The computational nodes are fully-fledged computers of their own and the hardware that makes up each individual node is quite impressive. An Asus P8P67 WS Revolution motherboard, an Intel i5 2500k, 8GB of DDR3 memory, 3 HD 7970 graphics cards, an infiniBand adapter and a 128GB Samsung SSD all powered by an Enermax MaxRevo 1350 watt power supply. The iHub cluster will be made up of four of these nodes, all connected to and controlled by an Intel Modular Server.
How is the Cluster Managed, Serviced and Monitored?
The Intel Modular Server is where the management, service and monitoring of the cluster is done. The modular server has an integrated SAN (Storage Area Network) with support of up to 14 2.5” drives, a Management Module, used to configure the internal SAN, as well as the service modules and the compute servers. The service modules include a Gigabit Ethernet Switch Module, that provides switching and routing functionality to the modular server, as well as providing a way for the for the compute servers to connect to one another, and a Storage Control Module, which controls the partitioning of the drives in the server. Support is available for up to two of these service modules. Up to six compute servers can be installed each with 2 Intel Xeon processors. The iHub Cluster currently has three compute servers installed.
A Cisco SFS 7000 Series switch provides a high speed method of communication between computational nodes.
iHub Cluster Software
In terms of software, the cluster is running on Debian 6 and is diskful, which means that all the nodes have a full operating system installed on their individual hard drives. There are two reasons why I went with Debian on the cluster. The first being that Debian has a relatively long iteration period, and though this means it may not necessarily be at the cutting edge, it does mean that its very stable. The second reason is familiarity with Debian based systems. If an issue were to occur, it’s important that support can be provided and installing an unfamiliar operating system would make support more difficult.
With all the hardware that is in a cluster and the umpteen number of tasks it will potentially have to complete, there needs to be a way to ensure that cluster is performing as efficiently as possible. Tasks on the cluster need to be balanced so that resources aren’t wasted and performance can be maximized. Clusters are likely to have more than one user. This means that each user needs resources allocated to them in order for their jobs to be carried out.
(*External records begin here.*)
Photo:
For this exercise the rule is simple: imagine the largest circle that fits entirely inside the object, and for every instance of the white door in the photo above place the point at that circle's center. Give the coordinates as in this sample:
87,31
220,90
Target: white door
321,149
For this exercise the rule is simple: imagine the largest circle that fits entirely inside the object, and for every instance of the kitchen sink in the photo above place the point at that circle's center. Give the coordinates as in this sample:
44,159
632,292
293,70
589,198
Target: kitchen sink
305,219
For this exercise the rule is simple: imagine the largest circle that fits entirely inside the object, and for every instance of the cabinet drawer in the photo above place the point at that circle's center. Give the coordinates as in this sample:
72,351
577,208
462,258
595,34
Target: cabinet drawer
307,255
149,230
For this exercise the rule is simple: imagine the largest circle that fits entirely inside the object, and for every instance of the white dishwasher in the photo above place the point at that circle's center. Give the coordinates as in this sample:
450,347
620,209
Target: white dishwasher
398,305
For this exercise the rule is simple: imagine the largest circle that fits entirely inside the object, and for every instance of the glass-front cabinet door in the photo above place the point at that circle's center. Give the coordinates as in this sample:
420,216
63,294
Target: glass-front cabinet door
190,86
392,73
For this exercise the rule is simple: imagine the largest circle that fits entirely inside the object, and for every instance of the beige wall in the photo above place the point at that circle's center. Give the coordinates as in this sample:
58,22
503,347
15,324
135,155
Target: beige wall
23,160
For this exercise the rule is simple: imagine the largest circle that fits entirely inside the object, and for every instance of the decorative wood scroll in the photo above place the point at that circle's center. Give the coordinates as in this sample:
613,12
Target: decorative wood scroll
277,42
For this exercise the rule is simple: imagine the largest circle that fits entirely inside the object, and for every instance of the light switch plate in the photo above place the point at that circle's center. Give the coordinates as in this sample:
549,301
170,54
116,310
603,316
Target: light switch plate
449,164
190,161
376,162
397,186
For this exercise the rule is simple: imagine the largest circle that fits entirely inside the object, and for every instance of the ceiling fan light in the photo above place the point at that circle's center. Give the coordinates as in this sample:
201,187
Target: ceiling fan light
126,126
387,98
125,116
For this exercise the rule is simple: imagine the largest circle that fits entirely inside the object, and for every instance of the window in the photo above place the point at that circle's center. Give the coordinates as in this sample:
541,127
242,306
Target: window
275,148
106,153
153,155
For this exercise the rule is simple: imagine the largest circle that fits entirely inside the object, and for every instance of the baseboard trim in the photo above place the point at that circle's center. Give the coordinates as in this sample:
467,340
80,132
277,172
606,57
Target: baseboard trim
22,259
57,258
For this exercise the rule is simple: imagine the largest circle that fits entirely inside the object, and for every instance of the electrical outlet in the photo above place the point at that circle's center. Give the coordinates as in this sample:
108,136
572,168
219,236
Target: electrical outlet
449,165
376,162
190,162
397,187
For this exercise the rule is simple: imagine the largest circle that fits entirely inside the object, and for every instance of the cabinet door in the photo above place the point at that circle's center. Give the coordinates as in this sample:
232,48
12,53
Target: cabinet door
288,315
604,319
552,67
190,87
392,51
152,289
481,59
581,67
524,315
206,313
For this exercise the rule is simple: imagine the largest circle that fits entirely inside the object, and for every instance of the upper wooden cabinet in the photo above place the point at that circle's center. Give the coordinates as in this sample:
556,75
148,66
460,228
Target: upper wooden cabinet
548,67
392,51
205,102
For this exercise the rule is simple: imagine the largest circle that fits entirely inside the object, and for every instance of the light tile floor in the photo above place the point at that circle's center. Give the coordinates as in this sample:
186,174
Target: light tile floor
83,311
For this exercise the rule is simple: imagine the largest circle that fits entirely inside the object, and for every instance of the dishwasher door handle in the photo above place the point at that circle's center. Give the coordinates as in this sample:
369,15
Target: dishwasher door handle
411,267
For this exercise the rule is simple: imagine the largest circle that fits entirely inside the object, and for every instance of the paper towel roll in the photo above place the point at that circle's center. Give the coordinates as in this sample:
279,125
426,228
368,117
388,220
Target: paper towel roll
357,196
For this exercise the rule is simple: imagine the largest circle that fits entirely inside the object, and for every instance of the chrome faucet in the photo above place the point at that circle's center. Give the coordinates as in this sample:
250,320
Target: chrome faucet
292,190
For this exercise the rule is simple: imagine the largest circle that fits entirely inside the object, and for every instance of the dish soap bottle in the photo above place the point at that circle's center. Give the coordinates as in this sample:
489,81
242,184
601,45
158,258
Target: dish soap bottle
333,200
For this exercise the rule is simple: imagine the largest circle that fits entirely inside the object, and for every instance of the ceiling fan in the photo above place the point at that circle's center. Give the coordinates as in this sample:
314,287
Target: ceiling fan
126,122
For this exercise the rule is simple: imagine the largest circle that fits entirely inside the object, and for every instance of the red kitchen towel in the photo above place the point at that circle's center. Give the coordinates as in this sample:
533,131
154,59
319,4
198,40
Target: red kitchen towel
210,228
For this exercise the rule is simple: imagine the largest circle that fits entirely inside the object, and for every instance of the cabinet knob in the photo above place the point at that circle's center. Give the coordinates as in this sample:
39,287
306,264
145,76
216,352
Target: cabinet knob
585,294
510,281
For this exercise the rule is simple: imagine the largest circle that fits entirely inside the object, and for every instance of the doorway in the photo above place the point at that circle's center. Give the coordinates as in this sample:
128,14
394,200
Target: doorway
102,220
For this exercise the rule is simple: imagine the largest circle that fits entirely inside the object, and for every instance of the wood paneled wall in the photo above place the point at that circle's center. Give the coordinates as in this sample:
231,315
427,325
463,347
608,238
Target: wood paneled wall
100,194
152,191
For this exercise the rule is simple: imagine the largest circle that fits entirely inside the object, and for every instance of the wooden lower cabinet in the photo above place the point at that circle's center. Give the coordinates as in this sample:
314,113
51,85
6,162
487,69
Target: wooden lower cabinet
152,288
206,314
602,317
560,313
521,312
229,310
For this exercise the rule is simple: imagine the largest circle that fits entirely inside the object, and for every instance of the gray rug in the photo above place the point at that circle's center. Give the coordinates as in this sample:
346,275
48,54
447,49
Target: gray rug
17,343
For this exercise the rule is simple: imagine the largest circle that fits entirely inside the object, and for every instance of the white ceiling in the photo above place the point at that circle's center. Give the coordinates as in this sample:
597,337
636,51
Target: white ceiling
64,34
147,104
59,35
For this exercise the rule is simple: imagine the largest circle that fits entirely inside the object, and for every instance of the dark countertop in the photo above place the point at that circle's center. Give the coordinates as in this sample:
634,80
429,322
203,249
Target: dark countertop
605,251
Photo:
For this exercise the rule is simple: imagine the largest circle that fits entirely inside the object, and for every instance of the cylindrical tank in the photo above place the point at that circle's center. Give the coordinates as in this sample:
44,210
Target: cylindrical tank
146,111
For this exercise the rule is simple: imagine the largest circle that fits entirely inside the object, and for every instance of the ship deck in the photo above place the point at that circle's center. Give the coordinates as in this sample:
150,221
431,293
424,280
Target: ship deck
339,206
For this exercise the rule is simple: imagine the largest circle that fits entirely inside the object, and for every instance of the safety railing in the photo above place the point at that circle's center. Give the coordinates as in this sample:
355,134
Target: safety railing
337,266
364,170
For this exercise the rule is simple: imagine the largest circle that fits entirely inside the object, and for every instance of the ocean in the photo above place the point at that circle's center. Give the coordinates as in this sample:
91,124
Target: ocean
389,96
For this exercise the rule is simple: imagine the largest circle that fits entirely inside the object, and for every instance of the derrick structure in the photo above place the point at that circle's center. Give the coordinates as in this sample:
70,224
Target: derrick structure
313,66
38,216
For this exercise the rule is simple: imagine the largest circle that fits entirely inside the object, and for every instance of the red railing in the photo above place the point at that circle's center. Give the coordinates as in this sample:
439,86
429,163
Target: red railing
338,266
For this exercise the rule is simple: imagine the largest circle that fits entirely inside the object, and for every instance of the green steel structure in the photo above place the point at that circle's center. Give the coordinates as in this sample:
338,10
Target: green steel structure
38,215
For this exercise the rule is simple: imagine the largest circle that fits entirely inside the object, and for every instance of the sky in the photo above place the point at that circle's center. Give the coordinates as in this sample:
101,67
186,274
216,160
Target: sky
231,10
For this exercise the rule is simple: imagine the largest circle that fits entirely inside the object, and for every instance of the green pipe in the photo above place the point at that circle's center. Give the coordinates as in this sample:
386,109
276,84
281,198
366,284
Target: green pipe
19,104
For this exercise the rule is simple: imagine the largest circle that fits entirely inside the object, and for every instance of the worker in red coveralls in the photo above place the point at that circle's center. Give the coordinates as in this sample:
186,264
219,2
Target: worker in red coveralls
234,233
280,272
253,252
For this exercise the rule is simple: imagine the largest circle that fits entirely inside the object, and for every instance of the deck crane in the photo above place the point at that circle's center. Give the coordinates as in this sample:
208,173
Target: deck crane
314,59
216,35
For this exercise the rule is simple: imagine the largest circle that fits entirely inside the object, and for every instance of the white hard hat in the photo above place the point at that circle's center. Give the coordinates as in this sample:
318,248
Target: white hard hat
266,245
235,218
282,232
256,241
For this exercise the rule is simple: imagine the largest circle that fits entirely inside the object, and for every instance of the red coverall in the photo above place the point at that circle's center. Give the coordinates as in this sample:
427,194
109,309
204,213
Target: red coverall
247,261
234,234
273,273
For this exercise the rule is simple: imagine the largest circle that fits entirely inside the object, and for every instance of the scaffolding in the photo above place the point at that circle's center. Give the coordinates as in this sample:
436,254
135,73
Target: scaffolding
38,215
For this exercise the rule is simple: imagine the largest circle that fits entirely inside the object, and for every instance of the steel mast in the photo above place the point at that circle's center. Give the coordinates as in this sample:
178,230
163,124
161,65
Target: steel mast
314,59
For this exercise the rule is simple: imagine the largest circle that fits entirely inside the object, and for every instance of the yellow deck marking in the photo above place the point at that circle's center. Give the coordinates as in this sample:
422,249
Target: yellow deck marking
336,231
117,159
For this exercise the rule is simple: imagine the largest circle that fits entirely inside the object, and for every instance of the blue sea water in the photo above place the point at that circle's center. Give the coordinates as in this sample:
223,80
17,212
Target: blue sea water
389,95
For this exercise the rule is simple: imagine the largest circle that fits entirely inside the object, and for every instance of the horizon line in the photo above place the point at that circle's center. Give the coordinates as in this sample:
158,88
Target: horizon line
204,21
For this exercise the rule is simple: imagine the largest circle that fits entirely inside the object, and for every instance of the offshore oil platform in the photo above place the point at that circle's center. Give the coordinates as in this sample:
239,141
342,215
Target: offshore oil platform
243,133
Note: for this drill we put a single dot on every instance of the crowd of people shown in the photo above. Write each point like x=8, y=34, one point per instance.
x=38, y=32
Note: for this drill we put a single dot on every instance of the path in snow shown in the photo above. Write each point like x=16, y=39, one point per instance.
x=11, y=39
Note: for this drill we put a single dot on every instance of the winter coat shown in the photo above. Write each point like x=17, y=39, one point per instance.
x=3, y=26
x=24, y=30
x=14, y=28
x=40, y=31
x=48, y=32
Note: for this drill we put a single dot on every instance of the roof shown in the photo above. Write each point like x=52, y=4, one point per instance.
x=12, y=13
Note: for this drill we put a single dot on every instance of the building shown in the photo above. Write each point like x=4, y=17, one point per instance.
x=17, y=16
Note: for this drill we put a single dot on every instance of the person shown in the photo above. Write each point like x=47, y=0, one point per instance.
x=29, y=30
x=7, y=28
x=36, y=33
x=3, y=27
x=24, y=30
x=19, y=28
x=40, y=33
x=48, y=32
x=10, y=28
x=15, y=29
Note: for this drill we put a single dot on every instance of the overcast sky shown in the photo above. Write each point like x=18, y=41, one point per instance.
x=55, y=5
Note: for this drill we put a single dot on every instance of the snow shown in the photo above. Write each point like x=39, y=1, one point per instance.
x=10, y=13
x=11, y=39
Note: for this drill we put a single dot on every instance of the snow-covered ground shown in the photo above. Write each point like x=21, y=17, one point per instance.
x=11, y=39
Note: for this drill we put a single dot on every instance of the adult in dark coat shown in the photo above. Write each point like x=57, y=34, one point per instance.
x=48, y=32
These needs are met through the use of cluster management software.
The management software installed on the cluster is SLURM. SLURM scales well, so it can perform management tasks on clusters at a small scale, but also allows for expansion of the cluster in the future.
It provides support for a large variety of operating systems and in the case of Debian was available through the package manager, once the appropriate repositories were added, making installation simple. It also did not require any modification to be made to the kernel.